I think if a couple disagree on whether a door/gate should be left unlocked, the one who wants it locked should get their way. Otherwise one person has to put up with feeling vulnerable and unsafe. So I would be saying that to your DH and telling him it's your house too and the gate will now be locked as a matter of course.

bringincrazyback · 08/12/2019 20:39

This is something I’ve only ever come a crossed on mumsnet, having to arrange appointments to see people. It’s not the norm in my circle of friends/family.

It's not appointments. It's checking beforehand that it's going to be convenient to visit, which in my book is just common courtesy.

bringincrazyback · 08/12/2019 20:42

or even binge watching a series with greasy hair in my life pjs.

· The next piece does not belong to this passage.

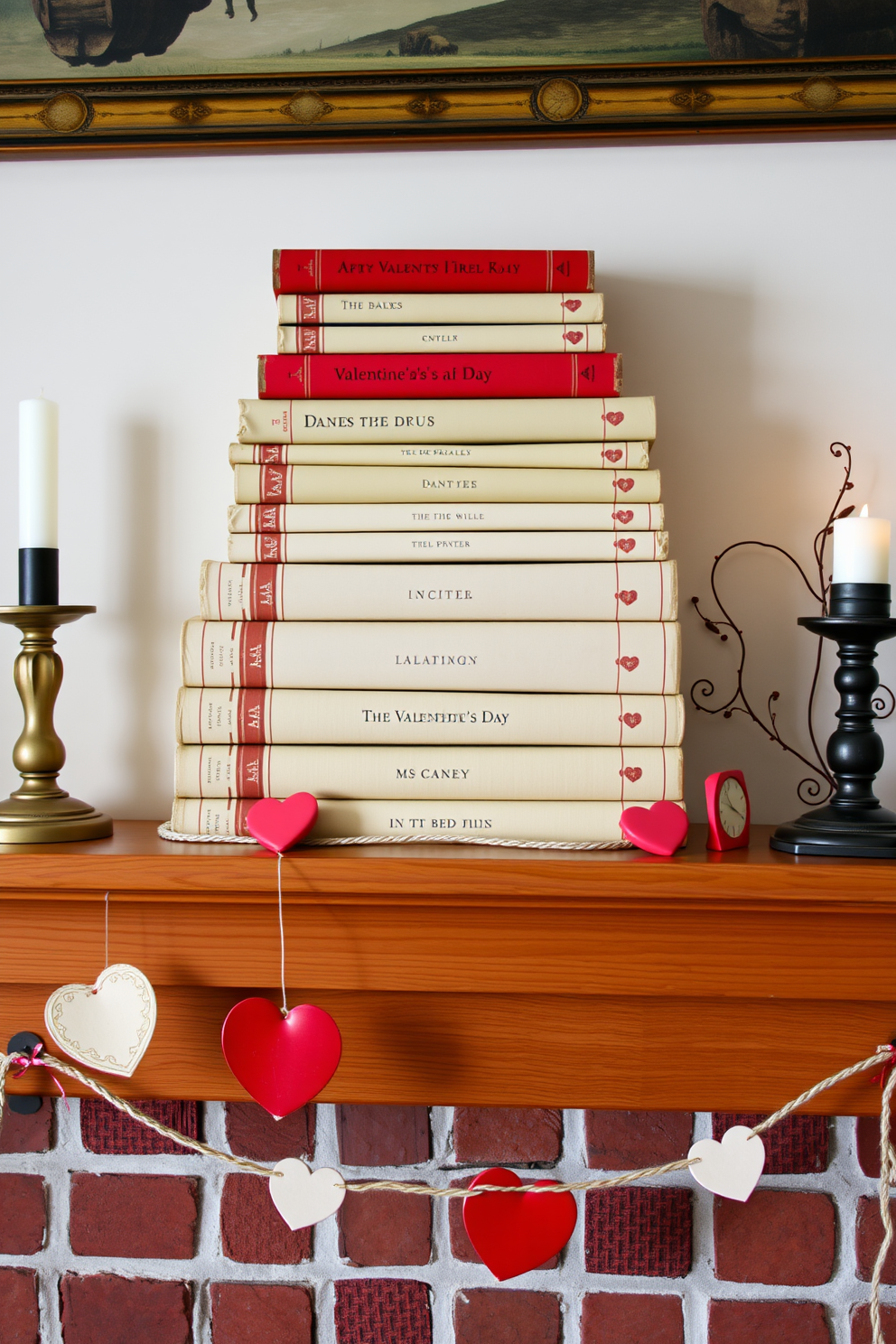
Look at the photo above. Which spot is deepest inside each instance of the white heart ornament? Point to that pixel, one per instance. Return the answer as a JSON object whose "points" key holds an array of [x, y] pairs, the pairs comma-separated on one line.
{"points": [[733, 1167], [303, 1197], [107, 1026]]}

@StrayWoman I'm now thoroughly intrigued as to what life pjs are. Smile

Mollymopple · 08/12/2019 20:52

YANBU! I had this pretty intensively after my 2nd child. It was a chaotic newborn stage where myself and both kids were sleep deprived and exhausted. I just wanted some afternoons to chill out, DD was 2 and needed to crash out on the sofa. Poor thing would be woken up and then grumpy, MIL &FIL would invade her space and fuss over her. I was exhausted trying to make them cups of tea and engage in conversation with them. I felt it was so intrusive and just made me irritable and anxious. It tipped me over the edge as I was trying to keep my head above water with post natal depression. It was a big contributor for me because I couldn't relax in my own home and have a pyjama day after a bad night. Told DH to have a word with them and it stopped thank goodness! I'm so glad you posted because I always felt like it was just me!

joyfullittlehippo · 08/12/2019 22:50

This reply has been deleted

Message withdrawn at poster's request.

LolaSmiles · 09/12/2019 00:18

joy
The thing is most people have a reasonably varied group of friends so will see a range of views and yet on some things there's a noticeable trend that is very MN.

E.g Offline if someone is an arse, people tend to think they're an arse. Only on MN do some people decide that any situation involving an arsehole needs to be met with "have you considered dementia/ASD?"

That sort of thing.

Tyersal · 09/12/2019 07:01

@backforgood the ops in laws aren't knocking giving her a chance to ignore them they are just walking in

GhoulWithADragonTattoo · 09/12/2019 10:41

I prefer a bit of warning so I can tidy the house / make myself presentable. Of course you could not answer the door but I understand why you don't want to.

Emeraldshamrock · 09/12/2019 12:48

I like people to check in too, not my sisters they take me as I am and I continue what I am doing.
My ex friend would call at random times and sit for hours expecting my undivided attention. Angry

reindeersocks · 09/12/2019 13:31

I hate it, YANBU. No one drops in on me unannounced anymore because I've made it clear I don't like it and I don't answer the door if I'm not expecting people.

It's so rude, and a massive indicator that they think your time is less important than theirs.

I even give my DM a quick ring smirk say 'are you in and free for a coffee?' before I go round. And I have keys to her house!